Pierwszy mecz pomiędzy tymi drużynami był rozgrywany na Camp Nou. Gospodarze wygrali wówczas 3:1 po golach Messiego (2) i Songa. Honorowe trafienie dla Saragossy zaliczył Montañés. Dziś faworyt również jest tylko jeden, bo gospodarze nie wygrali meczu ligowego od… 22 grudnia 2012 roku i okupują 18. pozycję w tabeli La Liga. Barcelona oczywiście pewnie zmierza po mistrzostwo Hiszpanii, a ostatnio wygrała 5:0 z Mallorcą.
Trener Realu Saragossa, Manuel Jiménez, nie będzie mógł jutro skorzystać z zawieszonego Abrahama oraz kontuzjowanych Obradovicia, Javiego Álamo oraz Zuculiniego. Największe zagrożenie będzie pewnie stwarzał Hélder Postiga, a także Apoño, który jest rozgrywającym drużyny z La Romareda. Gospodarze swoją szansę upatrują również w nieobecności Lionela Messiego, ale ostatnie starcie Katalończyków z Mallorcą pokazało, że Duma Katalonii wyśmienicie sobie radzi bez Argentyńczyka. Saragossa skazywana jest na pożarcie, ale nie może przejść obok tego meczu obojętnie, bo w ich sytuacji liczy się każdy punkt.
Tito Vilanova na dzisiejsze spotkanie nie zabrał Andrésa Iniesty, Sergio Busquetsa i Jordiego Alby. Kontuzjowani są oczywiście Puyol, Mascherano i Messi. Skład zatem nie będzie optymalny, ale mało który zespół posiada tak klasowych zmienników, jak Blaugrana. Zawodnikom należy się odpoczynek po remisie z Paris Saint-Germain, który dał awans Barcelonie do półfinału Ligi Mistrzów, gdzie czeka już Bayern Monachium. Trzeba dbać o zdrowie piłkarzy na ostatniej prostej sezonu. Tacy gracze jak Montoya, Bartra, Tello czy Thiago, będą mieli znakomitą okazję, aby nie wypaść z rytmu meczowego, a przy okazji rywal nie jest zbyt wymagający.
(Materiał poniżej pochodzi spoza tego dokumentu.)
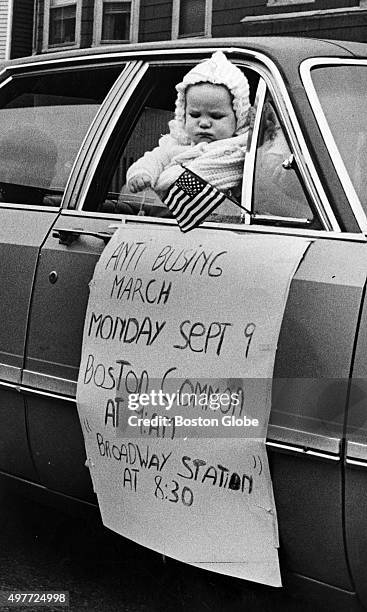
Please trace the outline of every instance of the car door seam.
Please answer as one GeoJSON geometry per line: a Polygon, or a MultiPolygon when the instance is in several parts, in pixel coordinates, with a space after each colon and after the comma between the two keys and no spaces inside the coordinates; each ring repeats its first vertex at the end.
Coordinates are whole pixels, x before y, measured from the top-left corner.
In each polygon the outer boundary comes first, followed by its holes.
{"type": "Polygon", "coordinates": [[[350,369],[349,369],[349,378],[348,378],[348,387],[347,387],[347,394],[346,394],[346,400],[345,400],[345,412],[344,412],[344,423],[343,423],[343,437],[342,437],[342,440],[341,440],[341,454],[342,454],[342,457],[343,457],[342,470],[341,470],[341,478],[342,478],[343,542],[344,542],[344,550],[345,550],[345,561],[346,561],[346,564],[347,564],[350,581],[352,583],[352,586],[353,586],[354,590],[356,590],[356,586],[355,586],[355,583],[354,583],[354,576],[353,576],[353,572],[352,572],[352,568],[351,568],[351,563],[349,561],[348,538],[347,538],[347,532],[346,532],[346,494],[345,494],[345,488],[346,488],[346,463],[345,463],[345,461],[346,461],[346,450],[347,450],[346,436],[347,436],[347,427],[348,427],[349,403],[350,403],[350,394],[351,394],[352,380],[353,380],[352,376],[353,376],[354,362],[355,362],[356,352],[357,352],[357,342],[358,342],[359,330],[360,330],[362,314],[363,314],[363,305],[364,305],[365,298],[366,298],[366,290],[367,290],[367,279],[365,279],[365,282],[364,282],[364,285],[363,285],[363,289],[362,289],[361,301],[360,301],[360,305],[359,305],[358,318],[357,318],[357,324],[356,324],[356,331],[355,331],[354,341],[353,341],[353,349],[352,349],[352,356],[351,356],[351,360],[350,360],[350,369]]]}

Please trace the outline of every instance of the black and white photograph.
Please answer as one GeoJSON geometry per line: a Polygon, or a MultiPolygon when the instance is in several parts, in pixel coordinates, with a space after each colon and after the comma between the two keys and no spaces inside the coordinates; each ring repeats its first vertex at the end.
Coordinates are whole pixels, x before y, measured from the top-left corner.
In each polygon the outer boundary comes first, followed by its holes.
{"type": "Polygon", "coordinates": [[[367,0],[0,0],[0,612],[367,610],[367,0]]]}

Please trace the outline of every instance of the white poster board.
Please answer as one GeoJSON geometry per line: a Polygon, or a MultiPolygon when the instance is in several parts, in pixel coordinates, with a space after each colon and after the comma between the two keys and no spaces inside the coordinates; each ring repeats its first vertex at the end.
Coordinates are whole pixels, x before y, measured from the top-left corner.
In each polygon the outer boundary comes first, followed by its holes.
{"type": "Polygon", "coordinates": [[[77,391],[107,527],[187,563],[281,585],[265,439],[280,325],[308,244],[115,233],[90,283],[77,391]]]}

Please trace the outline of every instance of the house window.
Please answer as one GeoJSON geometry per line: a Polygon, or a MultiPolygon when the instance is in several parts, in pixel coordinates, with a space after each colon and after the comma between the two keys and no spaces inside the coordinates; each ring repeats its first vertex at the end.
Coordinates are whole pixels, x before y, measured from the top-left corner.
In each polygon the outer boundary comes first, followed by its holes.
{"type": "Polygon", "coordinates": [[[50,47],[78,47],[80,27],[81,0],[45,0],[44,51],[50,47]]]}
{"type": "Polygon", "coordinates": [[[212,0],[173,0],[172,38],[211,36],[212,0]]]}
{"type": "Polygon", "coordinates": [[[137,42],[140,0],[116,2],[96,0],[93,44],[137,42]]]}
{"type": "Polygon", "coordinates": [[[76,6],[53,7],[50,9],[50,45],[75,43],[76,6]]]}
{"type": "Polygon", "coordinates": [[[129,40],[130,2],[104,2],[102,40],[129,40]]]}

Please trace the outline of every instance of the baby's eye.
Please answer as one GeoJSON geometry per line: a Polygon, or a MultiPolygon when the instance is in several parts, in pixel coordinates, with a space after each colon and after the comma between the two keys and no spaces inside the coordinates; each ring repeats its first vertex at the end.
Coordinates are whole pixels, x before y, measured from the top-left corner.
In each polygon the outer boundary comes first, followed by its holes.
{"type": "Polygon", "coordinates": [[[225,115],[223,113],[212,113],[212,119],[223,119],[225,115]]]}
{"type": "Polygon", "coordinates": [[[189,115],[190,117],[193,117],[193,119],[197,119],[198,117],[200,117],[200,113],[198,113],[197,111],[190,111],[189,115]]]}

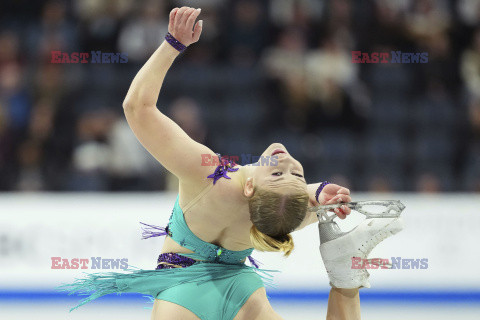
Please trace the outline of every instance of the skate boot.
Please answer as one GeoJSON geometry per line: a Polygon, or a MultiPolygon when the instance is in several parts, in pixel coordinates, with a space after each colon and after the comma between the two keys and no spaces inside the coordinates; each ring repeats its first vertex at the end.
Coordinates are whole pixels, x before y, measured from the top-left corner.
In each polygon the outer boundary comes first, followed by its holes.
{"type": "Polygon", "coordinates": [[[370,288],[368,282],[370,274],[365,268],[353,268],[353,258],[365,261],[372,249],[381,241],[401,231],[403,222],[400,213],[405,206],[399,201],[362,201],[316,208],[319,217],[320,253],[330,285],[346,289],[370,288]],[[365,206],[372,204],[385,206],[386,210],[374,213],[364,209],[365,206]],[[367,219],[355,229],[342,232],[333,221],[336,216],[327,215],[328,210],[341,205],[348,205],[352,210],[364,214],[367,219]]]}

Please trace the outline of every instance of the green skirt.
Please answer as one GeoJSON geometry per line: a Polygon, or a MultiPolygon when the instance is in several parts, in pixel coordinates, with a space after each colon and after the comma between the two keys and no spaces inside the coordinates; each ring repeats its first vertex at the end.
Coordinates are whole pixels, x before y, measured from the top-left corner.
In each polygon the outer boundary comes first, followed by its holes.
{"type": "Polygon", "coordinates": [[[87,295],[70,311],[107,294],[136,292],[179,304],[202,320],[233,319],[254,291],[264,284],[273,286],[270,272],[278,270],[197,262],[186,268],[85,273],[85,278],[63,284],[57,290],[87,295]]]}

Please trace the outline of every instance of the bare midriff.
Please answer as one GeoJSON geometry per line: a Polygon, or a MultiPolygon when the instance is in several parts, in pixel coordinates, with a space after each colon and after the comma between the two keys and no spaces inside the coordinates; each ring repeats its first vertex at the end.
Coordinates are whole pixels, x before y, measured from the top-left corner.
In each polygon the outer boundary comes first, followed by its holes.
{"type": "MultiPolygon", "coordinates": [[[[160,254],[162,253],[194,253],[192,250],[189,250],[185,247],[182,247],[178,243],[176,243],[172,238],[169,236],[165,236],[165,242],[163,243],[162,250],[160,251],[160,254]]],[[[191,258],[196,261],[200,261],[198,259],[191,258]]],[[[160,262],[163,264],[169,264],[166,262],[160,262]]],[[[181,268],[181,267],[179,267],[181,268]]]]}

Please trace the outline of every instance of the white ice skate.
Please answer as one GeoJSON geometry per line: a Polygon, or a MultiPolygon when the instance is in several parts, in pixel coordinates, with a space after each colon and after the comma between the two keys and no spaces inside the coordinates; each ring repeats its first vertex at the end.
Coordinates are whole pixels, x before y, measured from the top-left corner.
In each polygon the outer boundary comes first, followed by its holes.
{"type": "Polygon", "coordinates": [[[319,218],[320,253],[327,269],[330,285],[335,288],[369,288],[370,274],[364,268],[352,268],[352,258],[367,259],[375,246],[382,240],[403,229],[400,213],[405,206],[396,200],[359,201],[312,208],[319,218]],[[333,221],[335,214],[329,216],[329,210],[347,205],[352,210],[364,214],[364,220],[355,229],[342,232],[333,221]],[[380,212],[366,211],[368,206],[383,206],[380,212]]]}

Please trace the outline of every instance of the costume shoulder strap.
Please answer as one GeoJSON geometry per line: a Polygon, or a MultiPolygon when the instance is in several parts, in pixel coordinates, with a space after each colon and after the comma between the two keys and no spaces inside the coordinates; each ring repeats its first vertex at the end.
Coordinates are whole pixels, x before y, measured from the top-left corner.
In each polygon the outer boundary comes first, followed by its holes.
{"type": "Polygon", "coordinates": [[[203,190],[183,208],[182,211],[184,214],[195,203],[197,203],[198,200],[200,200],[200,198],[203,197],[203,195],[205,195],[205,193],[207,193],[212,188],[213,185],[215,185],[218,179],[222,177],[226,179],[230,179],[230,177],[227,176],[227,172],[235,172],[238,170],[238,168],[233,168],[236,165],[235,163],[233,163],[232,161],[223,160],[222,156],[219,153],[217,153],[217,156],[218,156],[219,165],[215,169],[215,172],[207,177],[207,178],[213,179],[213,184],[209,184],[205,188],[203,188],[203,190]]]}
{"type": "Polygon", "coordinates": [[[208,184],[203,190],[195,197],[193,198],[186,206],[182,208],[183,214],[185,214],[195,203],[200,200],[211,188],[213,187],[213,184],[208,184]]]}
Trzy punkty w tym pojedynku to oczywiście podstawa. Przewaga nad Realem Madryt musi zostać zachowana i bezpiecznie dowieziona do końca. Saragossa pewnie będzie gryzła trawę, aby wywalczyć chociaż punkt, ale nie da się ukryć, że umiejętnościami nie dorastają Barcelonie do pięt. Z Katalończykami można jednak powalczyć poprzez zaangażowanie i ambicję – co pokazała Celta czy Real Sociedad. Nie spodziewam się wysokiego wyniku na rzecz gości, ale po prostu pewnego zwycięstwa.
Aleksander Stanuch (DumaKatalonii.pl): Nieobecność Messiego z pewnością nie wpłynie na poczynania Barcelony w starciu ze słabą w tym sezonie Saragossą. Gospodarze w poprzednim sezonie cudem uniknęli spadku, ale w tym chyba ta sztuka już się nie uda. Goście zagrają w głównej mierze rezerwowym składem, ale wiele drużyn chciałoby mieć u siebie takich zmienników. Liczę na więcej minut dla Abidala, Bartry, Alexisa i Tello. Zwycięstwo 3:0 na rzecz Barcelony uznam za wykonanie zadania.